Question: How to best represent weights in SummarizedExperiment or SingleCellExperiment?
0
3 months ago by
Australia/Melbourne/Monash University Bioinformatics Platform
Paul Harrison70 wrote:

I am trying to work out the best way to represent weights in the newer SummarizedExperiment and SingleCellExperiment classes.

By weights I mean inverse variance (up to some scaling factor) for example as accepted by the lm() function. Weights are a somewhat simplistic but general way of accounting for the varying noise levels between different observations in many types of data. I'm interested in developing generic approaches for things like visualization and principal components analysis based on this. limma closely follows the "Statistical models in S" book's approach to linear modelling, and so the limma EList class has support for weights. This has been a quite convenient data type to use, but I'd like to follow modern Bioconductor standards if possible. limma also has an internal getEAWP function for extracting data including weights from a variety of classes, but this doesn't look like it supports SummarizedExperiement.

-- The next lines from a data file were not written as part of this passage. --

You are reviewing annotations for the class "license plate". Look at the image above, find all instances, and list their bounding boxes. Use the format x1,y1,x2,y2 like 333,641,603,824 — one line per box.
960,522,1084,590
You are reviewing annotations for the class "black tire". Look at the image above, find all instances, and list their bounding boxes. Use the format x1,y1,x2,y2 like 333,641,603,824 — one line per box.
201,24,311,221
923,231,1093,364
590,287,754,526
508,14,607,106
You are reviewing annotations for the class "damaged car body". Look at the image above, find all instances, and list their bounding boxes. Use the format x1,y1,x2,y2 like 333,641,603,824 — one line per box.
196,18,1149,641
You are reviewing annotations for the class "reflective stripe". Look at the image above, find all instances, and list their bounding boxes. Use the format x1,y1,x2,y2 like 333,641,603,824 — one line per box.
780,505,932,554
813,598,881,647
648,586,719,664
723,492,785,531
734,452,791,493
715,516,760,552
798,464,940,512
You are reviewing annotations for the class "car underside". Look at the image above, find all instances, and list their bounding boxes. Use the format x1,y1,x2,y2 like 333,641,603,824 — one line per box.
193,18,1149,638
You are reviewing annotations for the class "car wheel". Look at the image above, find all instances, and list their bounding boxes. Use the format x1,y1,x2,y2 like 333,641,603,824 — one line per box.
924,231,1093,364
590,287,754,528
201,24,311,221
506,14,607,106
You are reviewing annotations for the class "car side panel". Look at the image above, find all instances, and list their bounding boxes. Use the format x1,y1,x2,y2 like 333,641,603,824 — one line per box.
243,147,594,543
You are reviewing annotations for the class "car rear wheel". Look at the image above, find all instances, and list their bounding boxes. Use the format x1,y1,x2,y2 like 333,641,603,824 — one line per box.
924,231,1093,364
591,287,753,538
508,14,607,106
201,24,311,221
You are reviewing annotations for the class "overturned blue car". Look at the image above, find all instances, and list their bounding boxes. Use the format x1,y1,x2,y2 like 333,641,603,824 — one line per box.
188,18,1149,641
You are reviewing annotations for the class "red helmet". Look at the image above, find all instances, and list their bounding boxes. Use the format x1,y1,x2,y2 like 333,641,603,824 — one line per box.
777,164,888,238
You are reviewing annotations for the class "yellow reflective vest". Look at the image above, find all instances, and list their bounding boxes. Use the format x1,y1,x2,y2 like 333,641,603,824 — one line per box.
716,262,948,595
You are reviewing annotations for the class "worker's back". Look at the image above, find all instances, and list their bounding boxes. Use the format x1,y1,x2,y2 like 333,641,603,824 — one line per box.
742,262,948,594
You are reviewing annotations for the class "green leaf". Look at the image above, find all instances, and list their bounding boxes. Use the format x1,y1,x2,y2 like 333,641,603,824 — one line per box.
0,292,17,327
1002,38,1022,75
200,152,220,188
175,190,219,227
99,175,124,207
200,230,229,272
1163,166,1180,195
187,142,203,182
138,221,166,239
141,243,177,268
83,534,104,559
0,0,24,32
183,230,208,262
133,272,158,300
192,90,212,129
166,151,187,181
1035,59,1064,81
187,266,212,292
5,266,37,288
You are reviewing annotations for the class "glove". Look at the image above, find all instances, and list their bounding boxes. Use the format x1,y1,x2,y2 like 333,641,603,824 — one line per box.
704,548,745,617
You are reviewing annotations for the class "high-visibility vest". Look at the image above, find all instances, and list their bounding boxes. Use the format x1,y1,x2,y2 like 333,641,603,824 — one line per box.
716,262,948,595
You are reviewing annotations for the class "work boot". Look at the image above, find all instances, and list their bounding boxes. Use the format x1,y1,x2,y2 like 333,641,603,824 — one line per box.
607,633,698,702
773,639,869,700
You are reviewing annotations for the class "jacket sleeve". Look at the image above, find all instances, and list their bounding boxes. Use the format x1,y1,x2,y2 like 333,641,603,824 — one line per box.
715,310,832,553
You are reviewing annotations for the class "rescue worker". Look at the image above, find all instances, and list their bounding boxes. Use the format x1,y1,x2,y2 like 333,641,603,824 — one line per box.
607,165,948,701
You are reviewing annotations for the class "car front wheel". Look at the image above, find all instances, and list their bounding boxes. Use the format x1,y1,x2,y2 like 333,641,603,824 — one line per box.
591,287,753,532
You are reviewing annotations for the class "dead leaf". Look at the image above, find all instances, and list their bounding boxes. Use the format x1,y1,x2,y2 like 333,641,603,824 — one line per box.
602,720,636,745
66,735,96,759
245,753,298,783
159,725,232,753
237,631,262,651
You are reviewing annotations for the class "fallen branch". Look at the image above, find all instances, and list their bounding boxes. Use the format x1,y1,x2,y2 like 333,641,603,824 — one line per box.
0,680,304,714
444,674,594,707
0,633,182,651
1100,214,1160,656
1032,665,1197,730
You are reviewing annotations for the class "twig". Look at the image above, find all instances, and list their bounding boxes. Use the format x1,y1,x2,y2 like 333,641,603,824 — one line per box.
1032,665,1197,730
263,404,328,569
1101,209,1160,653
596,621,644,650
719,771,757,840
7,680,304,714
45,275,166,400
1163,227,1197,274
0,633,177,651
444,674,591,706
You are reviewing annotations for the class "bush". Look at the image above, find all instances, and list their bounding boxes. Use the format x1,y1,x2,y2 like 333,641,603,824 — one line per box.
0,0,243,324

• Are there any other packages with support for weights, and what is their preferred representation?

• Would a naming convention for assays be a good way to do this? For example a "log2CPM" assay could have an associated "log2CPMWeights" assay.

There is possibly also a need to clearly distinguish technical variability alone from and technical+biological variability.

modified 3 months ago by davide risso810 • written 3 months ago by Paul Harrison70
1

It looks like SingleCellExperiment has a weights() method, which is hopeful but I'm not clear on which assay the weights are meant to be associated with with.

1

It is not possible for limma to support SummarizedExperiment objects because it is not a sufficiently well-defined class. The Assays can contain anything, so it's impossible for a downstream package like limma to know what sort of analysis might be appropriate.

Ok, it's important not to guess wrong. I'll require the user to do something explicitly marking the assays appropriate to use.

I think my solution will be to add some metadata fields to a SummarizedExperiment defining the appropriate pair of assays to use. I'll then write my code to produce an error if these fields are not present.

(An alternative would be to define a subclass of SummarizedExperiment which was sufficiently well defined. However there's already an ecosystem of subclasses of SummarizedExperiment which I want to be able to build on without subclassing each of them.)

Answer: How to best represent weights in SummarizedExperiment or SingleCellExperiment?
1
3 months ago by
davide risso810
Weill Cornell Medicine
davide risso810 wrote:

Since the weights are a J x N matrix (same dimension of the expression data), the natural thing to do is to create a new assay. This is the approach taken in DESeq2 and zinbwave, which both call this assay simply weights. (So to answer your first question DESeq2 also supports weights, as well as edgeR which does not use SummarizedExperiment, though).

The advantage of taking the same approach, in addition to consistency among packages, is that you can use the weights() method which is simply a wrapper for assay(x, "weights").

Obviously, if you envision the need to save more than one set of weights, you will have to choose more specific names for the assays, but as long as this is well documented, it should not be a problem.

Hope this helps.

Best, Davide

1

It is worth stressing that weights() and other aliases (e.g., counts(), logcounts()) are simply convenience wrappers to avoid having to type out the full assay() command. It is difficult to prescribe the content of these fields in a strict mathematical sense - for example, there are a number of ways that logcounts could be computed, differing in the normalization and added pseudo-count. The same applies for weights - are they frequency weights? Or precision weights? Moreover, weights to be used in a GLM will not have the same interpretation as weights to be used in a linear model. So it's ultimately the user's responsibility to ensure that the weights/counts/whatever being stored in a SE/SCE are appropriate for use in downstream functions. The wrappers are just a gentle prod to package developers to encourage the use of the same name for related concepts.

Thanks Davide and Aaron. I had not thought about the distinction between frequencies and precision weights. So if I'm understanding correctly, zinbwave weights can be thought of as (fractional) frequencies, and contribute to the degrees of freedom as such. Also importantly, they are for "counts" rather than "logcounts".

Given the ambiguity between weights applying to "counts" or "logcounts", I think my approach will be the automatically use "weights" only if it and one other assay is present, and otherwise to require both assay names to be specified explicitly.